Sunday, April 26, 2009

The Life Mundane

My oldest daughter was chastising me yesterday for not blogging more often. I know she's right. The time between entries is way too long. Some (a lot) of this fault rests with Smash who has not written in a very long time. Something about busy at work, busy at home, travel, guests, blah, blah, blah. I expect the real reason is the same as mine: when life is just moving along in a humdrum rhythm, there's really very little to blog about. I realize now that the blogs that I read the most often are those written by people who are experiencing some sort of upheaval in their lives, be it loss, infertility, or the trials and tribulations of raising young children. There's a tension in their writing -- a story to tell. Joe says that anyone's life can be an interesting story, that's it just all in the telling. I'm not sure that's true; sometimes my life even bores me.

I'm getting ready this week for a four day vacation beginning next Saturday.

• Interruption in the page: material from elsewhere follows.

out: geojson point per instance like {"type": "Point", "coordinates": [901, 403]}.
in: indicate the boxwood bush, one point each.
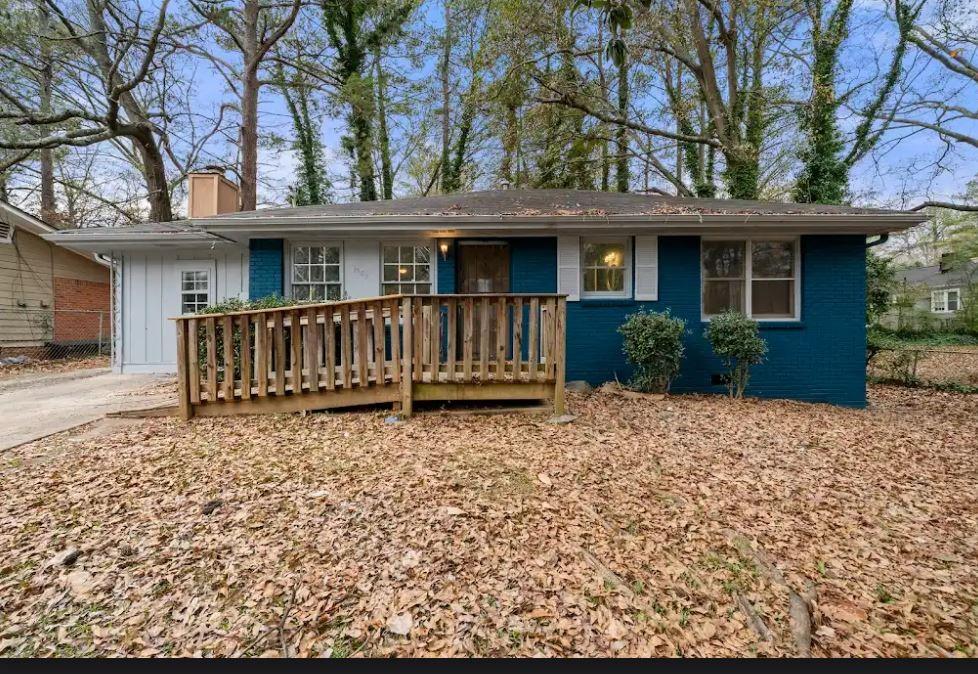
{"type": "Point", "coordinates": [653, 345]}
{"type": "Point", "coordinates": [736, 339]}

Joe and I are going to Florida with some friends. In preparation, I went shopping and bought a pair of pants that had to be hemmed. Needing any tailoring work done is always an adventure. I don't sew myself, but I have found someone who does. He runs a local drycleaners, can sew like a dream, does the work quickly, and charges reasonable prices. The only downside? As far as I can tell, he does not speak a word of English. We manage to communicate by pointing, folding material and hoping for the best. In the middle of the non-verbal communications, he often startles me by yelling out "Ye-ha." I have no idea what this means. He never gives a receipt for the clothes left for tailoring, and often retrieving ones garments requires lots of gesturing, pointing, and sighs of relief when the clothes are back in hand. Recently when I went to drop off a dress for alteration, the tailor's son was in the store. The son was in his thirties, well-dressed, and spoke perfect English with not even a hint of an accent. Noticing that I had no receipt in hand, he asked if I had been given one when I left the dress. I told him no, and he sighed with obvious distress. His dad went "Ye-ha." We have a system; no need to make changes.

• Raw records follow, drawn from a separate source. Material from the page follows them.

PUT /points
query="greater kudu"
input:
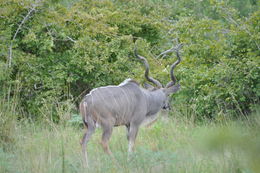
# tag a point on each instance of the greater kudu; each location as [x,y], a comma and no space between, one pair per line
[126,104]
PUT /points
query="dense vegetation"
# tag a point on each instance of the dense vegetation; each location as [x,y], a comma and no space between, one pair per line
[52,52]
[61,49]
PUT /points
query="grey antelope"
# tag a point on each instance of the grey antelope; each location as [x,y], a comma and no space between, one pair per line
[126,104]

I'm looking forward to being away for a few days, although beneath my happy anticipation is an undercurrent of worry about my dad. For the most part he seems to be doing okay, but there are still days when he tells me that he is so weak that it hard for him to get up from his recliner. I feel panicked and think that his congestive heart failure is catching up with him, but then the next day he reports that he feels much better. He's definitely more frail. I'm not sure why I worry about taking a trip -- I'm five hours away from him when I'm at home, and I expect if needed, I could reach him from Florida in about the same amount of time. Still, I just feel uneasy being "off duty" as it were. I'm not sure whether I will tell him that I am away. I think he would worry, so it may be best just to make my daily phone call from my cell and not mention that the call is being made beachside. I'm still thinking about what to do.

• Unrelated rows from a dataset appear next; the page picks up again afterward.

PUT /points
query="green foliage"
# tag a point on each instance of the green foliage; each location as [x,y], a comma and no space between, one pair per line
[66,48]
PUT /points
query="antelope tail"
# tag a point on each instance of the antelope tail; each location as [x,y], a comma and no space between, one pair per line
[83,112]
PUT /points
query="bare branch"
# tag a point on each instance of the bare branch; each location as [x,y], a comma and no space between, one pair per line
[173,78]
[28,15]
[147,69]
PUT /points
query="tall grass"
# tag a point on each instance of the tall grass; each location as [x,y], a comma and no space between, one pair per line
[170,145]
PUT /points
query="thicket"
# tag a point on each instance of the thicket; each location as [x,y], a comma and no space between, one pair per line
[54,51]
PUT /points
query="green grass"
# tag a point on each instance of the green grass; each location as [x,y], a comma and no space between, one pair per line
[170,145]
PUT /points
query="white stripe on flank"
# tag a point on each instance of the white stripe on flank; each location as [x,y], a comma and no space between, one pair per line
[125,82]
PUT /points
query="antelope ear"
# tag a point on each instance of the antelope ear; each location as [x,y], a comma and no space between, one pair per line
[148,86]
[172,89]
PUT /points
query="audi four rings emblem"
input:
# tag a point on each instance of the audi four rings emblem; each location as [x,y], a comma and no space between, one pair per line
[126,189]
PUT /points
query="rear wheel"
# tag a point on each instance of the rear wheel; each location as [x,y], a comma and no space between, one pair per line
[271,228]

Perhaps worry about my dad, on top of worrying about everything else, has set off my recent wave of insomnia. For me, sleep has always been a refuge. When happy, I slept. When troubled, I slept. When bored, I slept. Naps, no problem. Early bedtime, all the better. But no longer. I can't sleep, and it's awful. I plan my whole day around sleeping. No caffeine, no naps, plenty of activity. Sometimes after dinner, I'm so tired I think my eyes just won't stay open a minute longer. But as soon as my head hits the pillow, my mind starts racing at a million miles per hour, and I am wide, WIDE awake. I toss, I turn, I get up, I go back to bed and finally at some point late into the night, I finally sleep an unrestful sleep. I hate it. I spend a lot of my time scheming as to how to lay my hands on an unlimited supply of ambien. So far, no good ideas.

The town where I live was named this week "The Most Affluent Town In America." I'm sure that people across the United States, hearing this breaking news, are picturing a vibrant downtown, fancy restaurants and stores, and even fancier people. I've lived here over twenty years; the thought makes me laugh. Sure we're up to our necks in politicians and rich folks, but what a dump! A dump we treasure, but still a dump. This is fodder for another post, for sure.